2.4 What happens if you call `plot()` on the entire `bike_data` DataFrame instead of just one column?

Yikes - it's a little crowded, but it does show some interesting things!

### Plotting Usage Per Month

2.5 Use the `resample` function followed by the `sum` function to calculate the total usage for each month. Store this in a variable called `monthly`.

2.6 Extract the numerical month from the DataFrames index column (these are currently DateTime objects).

2.6 Set the index of the `monthly` DataFrame to the month numbers. Also set the name of the index to "Month". Display the resulting DataFrame.

2.7 Create a bar plot showing usage by month.

### Plotting Usage Per Weekday

Anytime you extract some part of a DataFrame and then modify it, you risk getting in trouble because the extracted part might just be a "view" into the original rather than a separate copy of the selection you made. If you plan to make any modifications to a selection from a DataFrame, it's a good idea to ensure you're working with a separate copy.

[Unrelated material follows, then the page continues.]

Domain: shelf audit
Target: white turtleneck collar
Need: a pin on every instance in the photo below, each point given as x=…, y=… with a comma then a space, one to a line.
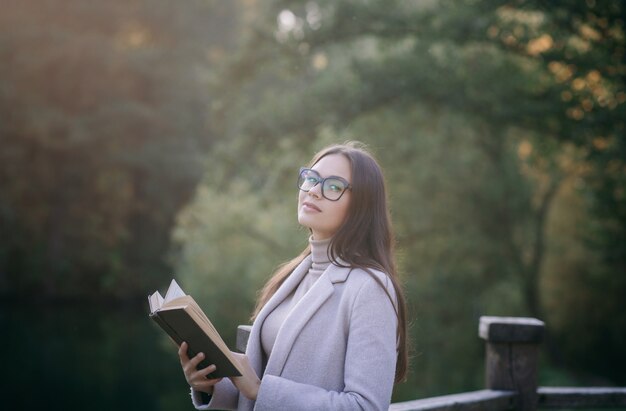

2.8 Extract a DataFrame (not a Series) containing only the "Berri 1" column from the bike_data and store a **copy** of it in a the `berri_bikes` variable.

2.9 Insert a new column called "weekday" in the `berri_bikes` dataframe containing the weekday attribute of the current index's DateTimes. Display the first five rows of the resulting DataFrame.

2.10 Display the first 5 rows corresponding to Mondays (day 0).

2.11 Do the same as above, but use `groupby` and `get_group` to get a DataFrame of all rows that correspond to Mondays (0). Display the first 5 rows.

2.12 Create a DataFrame called `weekday_counts` that contains the sum of trips taken for each weekday throughout the entire dataset. Display the whole thing.

2.13 Set the index to the names of the weekdays and create a bar plot showing usage per weekday.